Glycosylation engineering is a technique where cells are supplied with non-natural monosaccharide analogs; metabolic pathways incorporate the analogs into cellular components thereby endowing cells with novel properties that alter their behavior. Sialic acid, an unusual sugar abnormally expressed on the surfaces of breast cancer cells, can be manipulated by this strategy. Interestingly, sialic acid can either increase or decrease the “stickiness” of a cell; its anti-adhesive form aids in the detachment of a cell from the original tumor, which is an early step in the metastatic process. The “sticky” forms help a previously-detached cell escape the bloodstream, attach to the underlying tissue, and grow into a second tumor. We propose that glycosylation engineering methods can be used to control the specific forms of sialic acid that contribute to the metastasis of breast cancer cells. This promising research is at an early stage and this proposal will provide a major step in propelling this work from a cell-based level to animal and clinical studies by:
(1) Identifying specific analogs that reduce metastasis. Over two dozen sugar analogs with potential anti-metastatic potential are now available. The objective of this proposal is to evaluate these compounds in cell-based assays to identify one or two specific analogs that best intervene at each step of the metastatic process to provide a manageable number of compounds for testing in follow-up animal studies.
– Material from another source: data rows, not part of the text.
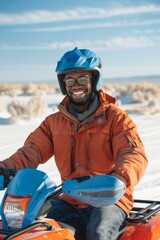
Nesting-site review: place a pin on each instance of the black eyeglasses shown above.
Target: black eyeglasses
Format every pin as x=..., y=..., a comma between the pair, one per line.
x=82, y=80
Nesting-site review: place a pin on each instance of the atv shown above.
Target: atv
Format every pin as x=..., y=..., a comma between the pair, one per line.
x=26, y=203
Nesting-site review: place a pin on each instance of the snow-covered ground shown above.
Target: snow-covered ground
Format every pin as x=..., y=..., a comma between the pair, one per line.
x=12, y=137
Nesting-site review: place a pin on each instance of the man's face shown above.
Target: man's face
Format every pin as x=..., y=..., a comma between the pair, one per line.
x=79, y=93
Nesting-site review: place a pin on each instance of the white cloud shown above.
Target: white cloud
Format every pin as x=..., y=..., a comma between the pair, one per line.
x=43, y=16
x=115, y=43
x=91, y=25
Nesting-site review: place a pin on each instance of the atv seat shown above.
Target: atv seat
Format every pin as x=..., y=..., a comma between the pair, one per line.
x=67, y=226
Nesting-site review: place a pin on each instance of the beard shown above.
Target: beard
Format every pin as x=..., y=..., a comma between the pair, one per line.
x=85, y=101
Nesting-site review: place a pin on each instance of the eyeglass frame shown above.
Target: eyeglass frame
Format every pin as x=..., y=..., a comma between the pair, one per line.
x=77, y=80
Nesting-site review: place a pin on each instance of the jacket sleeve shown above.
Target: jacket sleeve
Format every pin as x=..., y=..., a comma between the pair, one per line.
x=38, y=148
x=128, y=150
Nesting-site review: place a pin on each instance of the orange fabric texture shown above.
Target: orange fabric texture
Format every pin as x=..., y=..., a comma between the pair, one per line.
x=105, y=142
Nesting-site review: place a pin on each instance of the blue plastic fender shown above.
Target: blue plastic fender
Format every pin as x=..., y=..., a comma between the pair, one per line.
x=29, y=183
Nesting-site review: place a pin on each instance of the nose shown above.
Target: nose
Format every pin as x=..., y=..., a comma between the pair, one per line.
x=77, y=85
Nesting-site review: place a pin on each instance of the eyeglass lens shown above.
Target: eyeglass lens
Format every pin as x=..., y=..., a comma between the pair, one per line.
x=82, y=80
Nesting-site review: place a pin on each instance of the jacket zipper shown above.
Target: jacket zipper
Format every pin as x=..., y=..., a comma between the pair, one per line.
x=129, y=141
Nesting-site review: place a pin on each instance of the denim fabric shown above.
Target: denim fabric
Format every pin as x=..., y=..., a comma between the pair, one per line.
x=90, y=223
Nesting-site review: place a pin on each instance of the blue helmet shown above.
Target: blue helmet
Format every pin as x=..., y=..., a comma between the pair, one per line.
x=79, y=60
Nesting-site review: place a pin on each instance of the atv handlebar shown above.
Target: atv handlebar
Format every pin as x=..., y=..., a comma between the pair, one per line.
x=6, y=175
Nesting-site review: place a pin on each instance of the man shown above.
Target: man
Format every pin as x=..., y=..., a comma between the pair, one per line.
x=89, y=135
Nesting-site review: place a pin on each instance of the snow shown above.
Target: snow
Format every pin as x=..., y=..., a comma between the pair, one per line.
x=13, y=135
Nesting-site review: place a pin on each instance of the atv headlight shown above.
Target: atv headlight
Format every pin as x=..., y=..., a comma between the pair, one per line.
x=14, y=211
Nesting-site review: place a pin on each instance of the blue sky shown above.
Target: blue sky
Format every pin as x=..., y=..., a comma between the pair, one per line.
x=34, y=34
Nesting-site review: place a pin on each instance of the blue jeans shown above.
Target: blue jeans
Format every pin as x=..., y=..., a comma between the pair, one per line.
x=90, y=223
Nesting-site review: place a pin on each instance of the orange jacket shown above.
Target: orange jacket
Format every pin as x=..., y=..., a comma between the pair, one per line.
x=105, y=142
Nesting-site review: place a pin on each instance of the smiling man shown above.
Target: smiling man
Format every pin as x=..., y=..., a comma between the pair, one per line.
x=88, y=136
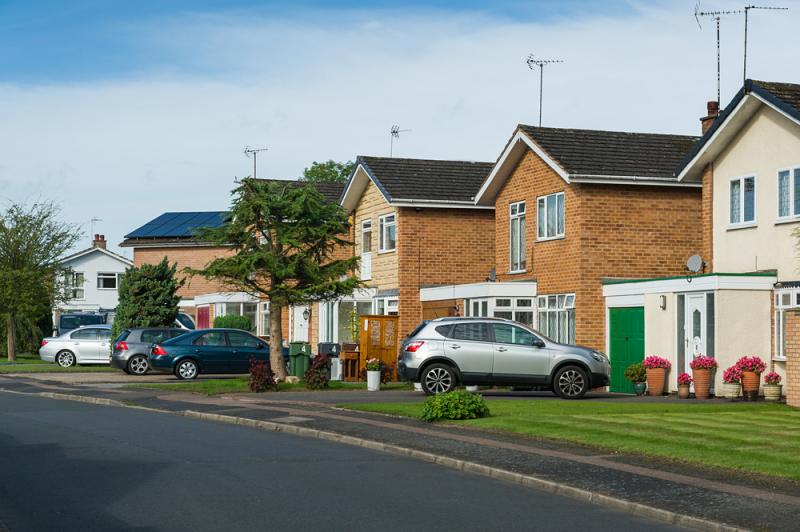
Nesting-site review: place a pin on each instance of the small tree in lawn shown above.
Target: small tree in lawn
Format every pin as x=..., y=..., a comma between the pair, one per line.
x=147, y=297
x=32, y=279
x=283, y=238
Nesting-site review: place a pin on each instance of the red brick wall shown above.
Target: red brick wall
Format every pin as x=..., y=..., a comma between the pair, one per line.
x=440, y=246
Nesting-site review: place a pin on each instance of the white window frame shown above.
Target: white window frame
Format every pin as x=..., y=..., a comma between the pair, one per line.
x=108, y=275
x=383, y=226
x=741, y=222
x=518, y=217
x=792, y=215
x=541, y=229
x=543, y=309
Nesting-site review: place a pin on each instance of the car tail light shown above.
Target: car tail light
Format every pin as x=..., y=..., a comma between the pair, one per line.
x=413, y=346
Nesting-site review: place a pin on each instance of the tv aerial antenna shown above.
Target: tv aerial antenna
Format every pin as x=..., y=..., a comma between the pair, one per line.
x=746, y=11
x=394, y=133
x=248, y=151
x=716, y=15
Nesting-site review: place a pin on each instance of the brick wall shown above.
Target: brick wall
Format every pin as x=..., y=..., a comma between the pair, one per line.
x=440, y=246
x=192, y=257
x=792, y=384
x=610, y=231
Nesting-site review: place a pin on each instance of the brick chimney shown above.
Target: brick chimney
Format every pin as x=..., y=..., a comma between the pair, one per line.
x=99, y=241
x=713, y=112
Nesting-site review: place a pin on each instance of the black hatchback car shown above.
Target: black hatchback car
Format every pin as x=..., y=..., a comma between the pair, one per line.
x=208, y=351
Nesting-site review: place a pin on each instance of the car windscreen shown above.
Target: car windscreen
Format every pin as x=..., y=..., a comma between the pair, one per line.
x=73, y=321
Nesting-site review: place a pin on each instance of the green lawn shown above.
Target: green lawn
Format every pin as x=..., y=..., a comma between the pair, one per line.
x=753, y=437
x=239, y=385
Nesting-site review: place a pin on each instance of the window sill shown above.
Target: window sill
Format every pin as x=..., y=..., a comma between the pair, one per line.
x=549, y=238
x=748, y=225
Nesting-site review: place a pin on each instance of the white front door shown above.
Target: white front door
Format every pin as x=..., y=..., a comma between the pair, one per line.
x=299, y=323
x=695, y=327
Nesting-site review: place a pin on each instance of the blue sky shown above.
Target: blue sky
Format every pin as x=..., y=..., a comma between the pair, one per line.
x=125, y=110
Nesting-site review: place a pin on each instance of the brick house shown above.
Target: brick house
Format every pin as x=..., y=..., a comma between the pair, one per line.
x=415, y=224
x=746, y=301
x=573, y=207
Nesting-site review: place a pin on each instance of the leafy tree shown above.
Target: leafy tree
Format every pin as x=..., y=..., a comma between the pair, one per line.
x=328, y=172
x=283, y=238
x=147, y=297
x=32, y=279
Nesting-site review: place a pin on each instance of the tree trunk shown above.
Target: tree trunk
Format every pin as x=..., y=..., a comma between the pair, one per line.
x=11, y=330
x=276, y=341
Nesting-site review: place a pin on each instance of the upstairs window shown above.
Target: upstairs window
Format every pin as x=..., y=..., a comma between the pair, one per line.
x=550, y=216
x=387, y=240
x=516, y=226
x=789, y=193
x=743, y=200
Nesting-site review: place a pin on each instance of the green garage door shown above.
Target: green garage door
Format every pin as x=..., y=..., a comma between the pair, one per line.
x=626, y=327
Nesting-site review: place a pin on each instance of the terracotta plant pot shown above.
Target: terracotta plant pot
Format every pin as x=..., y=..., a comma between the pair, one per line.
x=656, y=378
x=731, y=390
x=772, y=392
x=750, y=384
x=702, y=383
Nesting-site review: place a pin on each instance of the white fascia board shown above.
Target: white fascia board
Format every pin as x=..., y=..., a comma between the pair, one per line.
x=478, y=290
x=708, y=283
x=225, y=297
x=520, y=136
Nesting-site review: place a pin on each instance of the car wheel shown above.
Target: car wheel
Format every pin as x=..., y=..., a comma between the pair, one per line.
x=137, y=365
x=571, y=382
x=438, y=378
x=186, y=370
x=65, y=359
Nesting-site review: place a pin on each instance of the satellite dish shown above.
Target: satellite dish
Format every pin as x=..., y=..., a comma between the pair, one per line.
x=695, y=263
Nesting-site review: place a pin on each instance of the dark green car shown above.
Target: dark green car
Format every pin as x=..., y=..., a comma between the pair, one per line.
x=208, y=351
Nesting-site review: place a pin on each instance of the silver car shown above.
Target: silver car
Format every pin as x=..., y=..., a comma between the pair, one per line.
x=132, y=347
x=443, y=353
x=85, y=345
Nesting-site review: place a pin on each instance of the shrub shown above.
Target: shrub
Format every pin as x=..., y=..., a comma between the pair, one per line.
x=636, y=373
x=261, y=377
x=233, y=321
x=703, y=363
x=454, y=405
x=316, y=375
x=753, y=364
x=732, y=375
x=656, y=362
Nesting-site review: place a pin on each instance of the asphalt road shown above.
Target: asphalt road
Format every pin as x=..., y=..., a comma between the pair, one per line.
x=72, y=466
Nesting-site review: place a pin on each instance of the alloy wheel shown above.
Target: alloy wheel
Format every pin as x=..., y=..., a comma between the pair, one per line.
x=571, y=383
x=438, y=380
x=65, y=359
x=138, y=365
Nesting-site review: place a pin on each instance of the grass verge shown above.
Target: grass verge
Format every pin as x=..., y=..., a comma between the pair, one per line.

(2) Determining the cellular basis of anti-metastatic effects. We expect that sugar analogs directly appear on the cell surface and it is their physical presence that alters the chemical properties and resulting metastatic behavior of the cell. Another possibility is that the analogs alter the cellular production of adhesion molecules; this proposal will test these two factors to better guide the subsequent development of sugar-based therapies.